Updated 2023-03-31

Mash

un MASH on the Cluster #

Overview

  • This guide will cover how to load and use mash/2.3
  • mash requires multiple other modules to be loaded before it itself can be loaded.

Load Mash

  • To use Mash, load these module in your SBATCH script using module load:
    • module load gcc/10.3.0
    • module load capnproto/0.8.0
    • module load boost/1.79.0
    • module load zlib
    • module load autoconf

Walkthrough: Run Mash on the Cluster

Part 1: The SBATCH Script

#!/bin/bash
#SBATCH -JmashTest
#SBATCH -A [Account]
#SBATCH -N2 --ntasks-per-node=4
#SBATCH --mem-per-cpu=2G
#SBATCH -t2
#SBATCH -qinferno
#SBATCH -oReport-%j.out

cd $SLURM_SUBMIT_DIR
module load gcc/10.3.0
module load capnproto/0.8.0
module load boost/1.79.0
module load mash/2.3

mash sketch genome1.fna
mash sketch genome2.fna
mash dist genome1.fna.msh genome2.fna.msh
  • The #SBATCH directives are standard, requesting just 1 minute of walltime and 2 node with 4 cores.
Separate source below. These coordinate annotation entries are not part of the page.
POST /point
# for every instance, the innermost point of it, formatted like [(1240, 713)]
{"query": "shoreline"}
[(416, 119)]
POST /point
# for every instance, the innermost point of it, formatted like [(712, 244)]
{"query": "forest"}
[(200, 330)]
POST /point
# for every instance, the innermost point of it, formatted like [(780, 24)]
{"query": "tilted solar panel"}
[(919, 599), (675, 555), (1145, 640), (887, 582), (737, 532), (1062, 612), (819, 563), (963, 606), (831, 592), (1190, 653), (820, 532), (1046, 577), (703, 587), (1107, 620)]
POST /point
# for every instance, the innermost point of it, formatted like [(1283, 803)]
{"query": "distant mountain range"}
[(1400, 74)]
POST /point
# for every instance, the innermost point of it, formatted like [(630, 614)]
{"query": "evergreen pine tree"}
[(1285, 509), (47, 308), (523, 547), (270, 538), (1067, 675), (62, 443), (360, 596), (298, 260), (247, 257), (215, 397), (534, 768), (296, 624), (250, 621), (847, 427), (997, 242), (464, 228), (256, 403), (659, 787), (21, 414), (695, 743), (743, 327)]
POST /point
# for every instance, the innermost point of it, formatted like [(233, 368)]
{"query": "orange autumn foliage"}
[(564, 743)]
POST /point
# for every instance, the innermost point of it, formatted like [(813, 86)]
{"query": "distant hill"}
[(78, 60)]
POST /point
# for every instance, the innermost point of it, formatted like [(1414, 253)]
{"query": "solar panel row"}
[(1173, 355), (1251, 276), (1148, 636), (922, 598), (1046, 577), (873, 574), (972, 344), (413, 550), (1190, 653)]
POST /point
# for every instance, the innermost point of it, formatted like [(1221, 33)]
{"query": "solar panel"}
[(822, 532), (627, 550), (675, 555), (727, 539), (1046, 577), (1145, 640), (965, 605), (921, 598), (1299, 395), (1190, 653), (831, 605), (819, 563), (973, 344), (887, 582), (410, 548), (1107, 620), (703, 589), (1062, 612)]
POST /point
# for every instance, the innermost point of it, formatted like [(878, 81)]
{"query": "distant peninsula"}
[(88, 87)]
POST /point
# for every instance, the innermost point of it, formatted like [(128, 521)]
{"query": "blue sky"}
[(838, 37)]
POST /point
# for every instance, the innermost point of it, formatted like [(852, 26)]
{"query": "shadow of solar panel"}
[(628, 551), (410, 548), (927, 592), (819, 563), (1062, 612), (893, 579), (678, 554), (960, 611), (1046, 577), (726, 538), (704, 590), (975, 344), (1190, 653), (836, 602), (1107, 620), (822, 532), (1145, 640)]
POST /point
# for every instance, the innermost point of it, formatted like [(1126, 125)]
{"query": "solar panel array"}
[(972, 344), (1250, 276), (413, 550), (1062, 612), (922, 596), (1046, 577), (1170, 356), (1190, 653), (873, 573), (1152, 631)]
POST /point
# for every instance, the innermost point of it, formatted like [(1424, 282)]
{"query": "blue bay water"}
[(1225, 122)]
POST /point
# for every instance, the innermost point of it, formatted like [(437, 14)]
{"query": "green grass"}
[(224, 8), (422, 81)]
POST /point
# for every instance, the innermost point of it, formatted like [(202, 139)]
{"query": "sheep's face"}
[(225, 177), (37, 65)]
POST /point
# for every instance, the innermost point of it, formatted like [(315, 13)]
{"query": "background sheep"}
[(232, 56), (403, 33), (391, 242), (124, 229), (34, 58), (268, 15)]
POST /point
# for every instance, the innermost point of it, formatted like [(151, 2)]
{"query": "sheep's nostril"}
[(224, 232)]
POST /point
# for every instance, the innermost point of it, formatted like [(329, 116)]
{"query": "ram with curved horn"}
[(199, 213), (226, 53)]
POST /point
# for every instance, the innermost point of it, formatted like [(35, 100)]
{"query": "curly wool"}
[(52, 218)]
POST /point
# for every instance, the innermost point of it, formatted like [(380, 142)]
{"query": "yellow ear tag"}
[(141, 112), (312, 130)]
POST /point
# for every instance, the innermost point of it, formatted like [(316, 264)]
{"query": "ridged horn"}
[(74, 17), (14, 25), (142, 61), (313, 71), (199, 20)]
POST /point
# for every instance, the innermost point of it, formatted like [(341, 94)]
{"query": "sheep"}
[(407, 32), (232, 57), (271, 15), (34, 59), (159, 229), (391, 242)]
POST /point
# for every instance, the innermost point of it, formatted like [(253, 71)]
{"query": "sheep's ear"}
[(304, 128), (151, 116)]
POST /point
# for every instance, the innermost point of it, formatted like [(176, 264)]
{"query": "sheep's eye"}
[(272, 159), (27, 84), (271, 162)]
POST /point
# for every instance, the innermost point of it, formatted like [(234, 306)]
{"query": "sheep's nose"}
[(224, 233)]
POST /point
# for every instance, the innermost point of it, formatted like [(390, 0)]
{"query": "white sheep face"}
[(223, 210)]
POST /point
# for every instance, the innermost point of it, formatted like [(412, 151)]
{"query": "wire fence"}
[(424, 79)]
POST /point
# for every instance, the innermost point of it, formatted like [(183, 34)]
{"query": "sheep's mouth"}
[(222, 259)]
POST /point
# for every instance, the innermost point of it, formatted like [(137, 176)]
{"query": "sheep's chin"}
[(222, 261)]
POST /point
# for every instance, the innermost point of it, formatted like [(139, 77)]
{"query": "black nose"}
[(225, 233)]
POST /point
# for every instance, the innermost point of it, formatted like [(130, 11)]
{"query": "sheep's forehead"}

More on #SBATCH directives can be found in the Using Slurm on Phoenix Guide
  • $SLURM_SUBMIT_DIR is simply a variable that represents the directory you submit the PBS script from.

Warning

Make sure the .fna files you want to run are in the same directory you put the SBATCH script.

  • Output Files will also show up in this dir as well
  • module load lines load the dependent programs as well as Mash
  • Lines that begin with mash execute the program

Part 2: Submit Job and Check Status

  • Make sure you're in the directory that contains the SBATCH Script and the .fna files
  • Submit as normal, with <sbatch scriptname.sbatch>. In this case sbatch mash.sbatch
  • Check job status with squeue --job <jobID>, replacing with the jobid returned after running sbatch
  • You can delete the job with scancel <jobID> , replacing with the jobid returned after running sbatch

Part 3: Collecting Results

  • In the directory where you submitted the SBATCH script, you should see a couple of newly generated files, including genome1.fna.msh and Report-<jobID>.out
  • Report-<jobID>.out should look something like this:
---------------------------------------
Begin Slurm Prolog: Dec-15-2022 18:01:58
Job ID:    190098
User ID:   svangala3
Account:   phx-pace-staff
Job name:  mashTest
Partition: cpu-small
QOS:       inferno
---------------------------------------
Sketching genome1.fna...
Writing to genome1.fna.msh...
Sketching genome2.fna...
Writing to genome2.fna.msh...
genome1.fna     genome2.fna     0.0222766       0       456/1000
---------------------------------------
Begin Slurm Epilog: Dec-15-2022 18:02:00
Job ID:        190098
Array Job ID:  _4294967294
User ID:       svangala3
Account:       phx-pace-staff
Job name:      mashTest
Resources:     cpu=8,mem=16G,node=2
Rsrc Used:     cput=00:00:24,vmem=11684K,walltime=00:00:03,mem=0,energy_used=0
Partition:     cpu-small
QOS:           inferno
Nodes:         atl1-1-01-004-26-[1-2]
---------------------------------------
  • After the result files are produced, you can move the files off the cluster, refer to the file transfer guide for help.
  • Congratulations! You successfully ran a Mash program on the cluster.